The studio works on private projects sited within sensitive and ecologically rich environments. Past and present projects include a private house and public Visitor’s Centre for the Sartfell Nature Reserve on the Isle of Man, Chypraze House, designed for a UNESCO world heritage site in Cornwall, and Ching House situated in a protected area of outstanding natural beauty in Epping Forest.
Each of these projects harvest site material, physically and theoretically. This material is poetically interpreted to inform the foundational concepts of design, where each project seeks to tell a unique story of its place.
Our studio understands that architects have a responsibility to the environment.
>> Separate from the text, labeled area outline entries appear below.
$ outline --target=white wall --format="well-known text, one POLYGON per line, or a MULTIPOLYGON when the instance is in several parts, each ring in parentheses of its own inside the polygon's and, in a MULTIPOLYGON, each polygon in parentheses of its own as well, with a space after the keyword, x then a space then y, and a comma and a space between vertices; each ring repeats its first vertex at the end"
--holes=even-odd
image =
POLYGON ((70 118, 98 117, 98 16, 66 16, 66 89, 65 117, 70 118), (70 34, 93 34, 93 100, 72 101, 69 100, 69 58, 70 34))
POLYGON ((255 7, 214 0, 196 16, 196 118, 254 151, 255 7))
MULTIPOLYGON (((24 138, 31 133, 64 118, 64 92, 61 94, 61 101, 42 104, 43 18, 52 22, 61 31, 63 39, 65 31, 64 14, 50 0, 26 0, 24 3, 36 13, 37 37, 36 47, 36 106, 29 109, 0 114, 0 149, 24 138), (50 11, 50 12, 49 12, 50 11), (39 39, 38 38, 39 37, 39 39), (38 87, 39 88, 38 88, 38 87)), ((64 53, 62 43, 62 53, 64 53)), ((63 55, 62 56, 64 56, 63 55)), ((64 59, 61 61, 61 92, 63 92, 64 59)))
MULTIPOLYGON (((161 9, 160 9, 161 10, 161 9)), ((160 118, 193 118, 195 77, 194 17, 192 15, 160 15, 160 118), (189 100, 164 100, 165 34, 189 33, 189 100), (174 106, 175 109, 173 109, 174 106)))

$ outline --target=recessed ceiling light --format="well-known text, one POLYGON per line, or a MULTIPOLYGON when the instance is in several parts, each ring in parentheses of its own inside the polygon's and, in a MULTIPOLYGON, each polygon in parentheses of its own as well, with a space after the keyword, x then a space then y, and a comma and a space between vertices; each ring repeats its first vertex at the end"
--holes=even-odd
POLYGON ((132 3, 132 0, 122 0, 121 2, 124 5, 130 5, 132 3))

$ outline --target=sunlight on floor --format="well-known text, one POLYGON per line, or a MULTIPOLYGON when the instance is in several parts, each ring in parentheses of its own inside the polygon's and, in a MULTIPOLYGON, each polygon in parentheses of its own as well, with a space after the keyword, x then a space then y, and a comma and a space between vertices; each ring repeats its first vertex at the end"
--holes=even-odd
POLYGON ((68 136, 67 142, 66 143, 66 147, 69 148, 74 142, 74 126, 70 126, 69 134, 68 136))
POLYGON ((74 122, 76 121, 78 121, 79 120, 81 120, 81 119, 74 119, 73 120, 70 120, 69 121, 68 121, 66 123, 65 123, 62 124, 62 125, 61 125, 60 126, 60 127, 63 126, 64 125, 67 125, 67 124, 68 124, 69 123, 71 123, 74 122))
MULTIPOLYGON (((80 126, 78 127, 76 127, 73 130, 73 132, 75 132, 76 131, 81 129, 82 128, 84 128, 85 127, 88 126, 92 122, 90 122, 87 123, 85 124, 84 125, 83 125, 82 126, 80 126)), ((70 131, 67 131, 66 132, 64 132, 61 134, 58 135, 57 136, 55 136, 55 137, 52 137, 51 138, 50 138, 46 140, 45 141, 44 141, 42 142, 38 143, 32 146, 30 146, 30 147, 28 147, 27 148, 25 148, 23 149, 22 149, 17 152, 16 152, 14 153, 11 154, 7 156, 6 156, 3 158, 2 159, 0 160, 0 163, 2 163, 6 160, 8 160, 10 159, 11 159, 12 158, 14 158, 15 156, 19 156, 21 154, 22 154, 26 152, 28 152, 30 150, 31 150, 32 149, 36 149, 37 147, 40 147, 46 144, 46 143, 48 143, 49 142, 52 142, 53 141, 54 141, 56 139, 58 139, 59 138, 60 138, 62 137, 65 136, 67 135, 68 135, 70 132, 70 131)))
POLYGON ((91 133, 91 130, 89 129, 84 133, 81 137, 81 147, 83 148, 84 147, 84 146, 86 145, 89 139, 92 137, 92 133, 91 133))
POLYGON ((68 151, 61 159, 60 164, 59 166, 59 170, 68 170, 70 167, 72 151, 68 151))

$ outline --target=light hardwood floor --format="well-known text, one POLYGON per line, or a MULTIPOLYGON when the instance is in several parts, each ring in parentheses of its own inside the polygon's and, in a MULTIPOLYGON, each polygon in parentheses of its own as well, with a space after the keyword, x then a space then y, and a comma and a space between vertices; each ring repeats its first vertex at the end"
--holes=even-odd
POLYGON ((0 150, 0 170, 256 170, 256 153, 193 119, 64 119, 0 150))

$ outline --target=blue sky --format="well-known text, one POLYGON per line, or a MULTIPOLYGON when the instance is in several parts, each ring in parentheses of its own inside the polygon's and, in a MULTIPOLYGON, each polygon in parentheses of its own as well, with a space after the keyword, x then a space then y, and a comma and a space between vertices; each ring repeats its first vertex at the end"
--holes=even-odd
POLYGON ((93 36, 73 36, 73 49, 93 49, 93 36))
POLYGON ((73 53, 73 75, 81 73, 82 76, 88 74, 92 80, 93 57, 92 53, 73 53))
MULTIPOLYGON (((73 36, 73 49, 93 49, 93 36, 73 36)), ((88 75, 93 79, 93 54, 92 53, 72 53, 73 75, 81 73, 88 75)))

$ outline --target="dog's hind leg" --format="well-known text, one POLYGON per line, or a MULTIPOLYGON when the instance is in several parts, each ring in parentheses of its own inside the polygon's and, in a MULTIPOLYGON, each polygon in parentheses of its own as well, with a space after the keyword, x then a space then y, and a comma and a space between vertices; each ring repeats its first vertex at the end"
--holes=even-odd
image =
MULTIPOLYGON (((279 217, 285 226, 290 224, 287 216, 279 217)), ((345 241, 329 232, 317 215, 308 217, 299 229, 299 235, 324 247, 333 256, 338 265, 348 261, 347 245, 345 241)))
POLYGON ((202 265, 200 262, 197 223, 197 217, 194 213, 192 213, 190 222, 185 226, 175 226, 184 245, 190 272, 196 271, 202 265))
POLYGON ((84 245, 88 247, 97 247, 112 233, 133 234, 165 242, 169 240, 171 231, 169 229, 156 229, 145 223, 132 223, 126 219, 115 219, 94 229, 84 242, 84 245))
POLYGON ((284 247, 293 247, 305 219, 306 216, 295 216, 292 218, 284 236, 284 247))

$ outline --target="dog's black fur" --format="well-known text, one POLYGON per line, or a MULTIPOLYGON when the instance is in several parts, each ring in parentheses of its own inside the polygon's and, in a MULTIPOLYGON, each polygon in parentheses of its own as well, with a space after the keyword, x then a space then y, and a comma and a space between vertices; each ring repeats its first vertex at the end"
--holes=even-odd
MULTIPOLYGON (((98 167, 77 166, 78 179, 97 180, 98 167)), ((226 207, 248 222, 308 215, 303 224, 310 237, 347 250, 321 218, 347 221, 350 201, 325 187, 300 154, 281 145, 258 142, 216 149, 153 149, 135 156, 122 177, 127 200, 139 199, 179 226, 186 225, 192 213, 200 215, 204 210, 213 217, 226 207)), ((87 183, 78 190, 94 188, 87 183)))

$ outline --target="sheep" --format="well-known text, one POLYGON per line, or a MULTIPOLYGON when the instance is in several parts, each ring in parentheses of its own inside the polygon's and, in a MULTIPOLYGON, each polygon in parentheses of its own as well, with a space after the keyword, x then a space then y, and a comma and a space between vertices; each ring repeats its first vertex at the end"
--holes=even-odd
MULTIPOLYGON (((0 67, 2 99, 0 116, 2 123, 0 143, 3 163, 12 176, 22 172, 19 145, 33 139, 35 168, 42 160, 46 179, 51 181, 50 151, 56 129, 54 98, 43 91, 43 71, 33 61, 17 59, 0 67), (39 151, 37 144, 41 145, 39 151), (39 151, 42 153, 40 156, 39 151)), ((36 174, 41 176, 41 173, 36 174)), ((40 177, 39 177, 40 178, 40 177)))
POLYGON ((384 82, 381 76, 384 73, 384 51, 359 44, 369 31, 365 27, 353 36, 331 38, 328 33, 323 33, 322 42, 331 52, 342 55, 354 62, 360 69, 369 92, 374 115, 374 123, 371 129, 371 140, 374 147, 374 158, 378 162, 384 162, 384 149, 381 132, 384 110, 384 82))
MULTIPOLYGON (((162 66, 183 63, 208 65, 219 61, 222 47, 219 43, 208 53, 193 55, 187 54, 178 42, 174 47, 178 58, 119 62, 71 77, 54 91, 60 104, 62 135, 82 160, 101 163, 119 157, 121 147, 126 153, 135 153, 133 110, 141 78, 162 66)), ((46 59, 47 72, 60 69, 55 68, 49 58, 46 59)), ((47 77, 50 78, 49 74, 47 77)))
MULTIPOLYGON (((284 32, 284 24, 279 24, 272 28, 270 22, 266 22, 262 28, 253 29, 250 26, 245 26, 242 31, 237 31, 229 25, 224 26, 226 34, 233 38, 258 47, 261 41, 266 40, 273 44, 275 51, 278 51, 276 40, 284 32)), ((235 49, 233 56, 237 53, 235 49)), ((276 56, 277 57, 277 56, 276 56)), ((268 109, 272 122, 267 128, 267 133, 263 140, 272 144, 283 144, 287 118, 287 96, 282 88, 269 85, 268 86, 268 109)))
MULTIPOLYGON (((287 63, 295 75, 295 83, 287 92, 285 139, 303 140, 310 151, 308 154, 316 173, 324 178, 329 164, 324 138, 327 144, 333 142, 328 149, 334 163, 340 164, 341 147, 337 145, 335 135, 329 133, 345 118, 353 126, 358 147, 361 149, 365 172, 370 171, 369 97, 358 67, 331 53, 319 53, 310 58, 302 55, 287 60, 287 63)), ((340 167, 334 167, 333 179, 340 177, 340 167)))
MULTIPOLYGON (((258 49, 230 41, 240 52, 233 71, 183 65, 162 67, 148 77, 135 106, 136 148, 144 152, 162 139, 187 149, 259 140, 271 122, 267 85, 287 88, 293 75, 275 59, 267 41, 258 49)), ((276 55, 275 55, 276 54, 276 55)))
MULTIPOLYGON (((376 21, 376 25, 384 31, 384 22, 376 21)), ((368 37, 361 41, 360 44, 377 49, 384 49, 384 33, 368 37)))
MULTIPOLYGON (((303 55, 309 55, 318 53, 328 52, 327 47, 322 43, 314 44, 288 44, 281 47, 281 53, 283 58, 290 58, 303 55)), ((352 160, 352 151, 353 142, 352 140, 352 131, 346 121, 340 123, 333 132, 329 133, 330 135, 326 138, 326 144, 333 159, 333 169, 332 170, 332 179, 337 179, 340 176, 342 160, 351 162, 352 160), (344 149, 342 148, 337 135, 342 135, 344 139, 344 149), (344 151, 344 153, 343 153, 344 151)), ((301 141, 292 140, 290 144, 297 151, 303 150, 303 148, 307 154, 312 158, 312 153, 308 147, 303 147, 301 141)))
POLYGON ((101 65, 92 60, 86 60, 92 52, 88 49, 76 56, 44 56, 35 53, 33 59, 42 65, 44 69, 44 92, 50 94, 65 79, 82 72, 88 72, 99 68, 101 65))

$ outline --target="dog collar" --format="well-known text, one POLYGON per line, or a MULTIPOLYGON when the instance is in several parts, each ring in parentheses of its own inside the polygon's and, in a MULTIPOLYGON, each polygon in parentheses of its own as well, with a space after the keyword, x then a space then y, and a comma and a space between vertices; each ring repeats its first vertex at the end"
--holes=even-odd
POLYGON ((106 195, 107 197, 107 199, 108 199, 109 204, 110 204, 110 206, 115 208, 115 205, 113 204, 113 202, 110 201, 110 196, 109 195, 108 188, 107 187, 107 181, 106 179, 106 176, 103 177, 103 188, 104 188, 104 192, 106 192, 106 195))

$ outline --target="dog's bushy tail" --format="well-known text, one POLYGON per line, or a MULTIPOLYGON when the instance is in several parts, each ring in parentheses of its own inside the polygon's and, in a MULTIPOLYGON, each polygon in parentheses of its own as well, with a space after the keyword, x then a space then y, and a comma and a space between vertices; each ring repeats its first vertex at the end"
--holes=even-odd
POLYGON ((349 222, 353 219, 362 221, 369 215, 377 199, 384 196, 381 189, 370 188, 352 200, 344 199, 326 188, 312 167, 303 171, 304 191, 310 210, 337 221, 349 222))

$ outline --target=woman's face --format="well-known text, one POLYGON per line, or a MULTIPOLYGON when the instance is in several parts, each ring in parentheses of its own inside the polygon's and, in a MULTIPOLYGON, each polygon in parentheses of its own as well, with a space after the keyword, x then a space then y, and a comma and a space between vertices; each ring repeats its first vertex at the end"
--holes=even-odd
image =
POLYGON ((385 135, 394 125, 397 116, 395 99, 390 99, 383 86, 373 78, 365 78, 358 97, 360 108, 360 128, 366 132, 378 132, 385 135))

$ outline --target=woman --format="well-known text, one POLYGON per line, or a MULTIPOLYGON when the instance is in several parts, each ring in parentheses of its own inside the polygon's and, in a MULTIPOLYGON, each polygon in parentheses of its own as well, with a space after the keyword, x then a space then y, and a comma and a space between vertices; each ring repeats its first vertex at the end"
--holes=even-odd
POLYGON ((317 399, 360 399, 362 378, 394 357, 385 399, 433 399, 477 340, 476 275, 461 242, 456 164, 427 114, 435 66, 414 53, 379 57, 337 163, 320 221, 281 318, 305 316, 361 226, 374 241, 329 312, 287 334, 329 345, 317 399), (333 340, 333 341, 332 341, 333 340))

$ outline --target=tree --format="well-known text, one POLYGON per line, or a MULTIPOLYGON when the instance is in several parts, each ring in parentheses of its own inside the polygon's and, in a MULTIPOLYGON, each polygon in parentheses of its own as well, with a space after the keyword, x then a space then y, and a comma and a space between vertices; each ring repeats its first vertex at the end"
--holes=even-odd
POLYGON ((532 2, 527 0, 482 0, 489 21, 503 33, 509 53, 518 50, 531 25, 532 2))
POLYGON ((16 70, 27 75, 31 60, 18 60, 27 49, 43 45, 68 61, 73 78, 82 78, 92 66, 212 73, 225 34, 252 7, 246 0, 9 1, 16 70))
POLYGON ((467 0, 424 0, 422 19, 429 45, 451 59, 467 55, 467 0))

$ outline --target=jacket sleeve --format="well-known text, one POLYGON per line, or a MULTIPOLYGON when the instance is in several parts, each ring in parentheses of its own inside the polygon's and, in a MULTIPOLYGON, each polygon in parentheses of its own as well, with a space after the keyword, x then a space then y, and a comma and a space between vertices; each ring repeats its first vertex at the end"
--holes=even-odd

We collaborate with engineers, local artisans and environmental scientists, creating a cross-pollination of ideas, discovering untapped possibilities to adapt architecture to it’s environment. We are inspired by natural phenomena and structures, and often adopt such prompts to imagine new forms of architecture which support a balanced ecology. Aware of the changing climate and it’s impact on the environment surrounding the sites of our projects, we design with the future of the site in mind, even long after our architecture is gone by choosing natural materials which can return to the landscape. The wildlife pavilions was for us, one of many future outputs which experiment with an approach to environmental design, working with the landscape and designing for both humans and other forms of life which inhabit the site.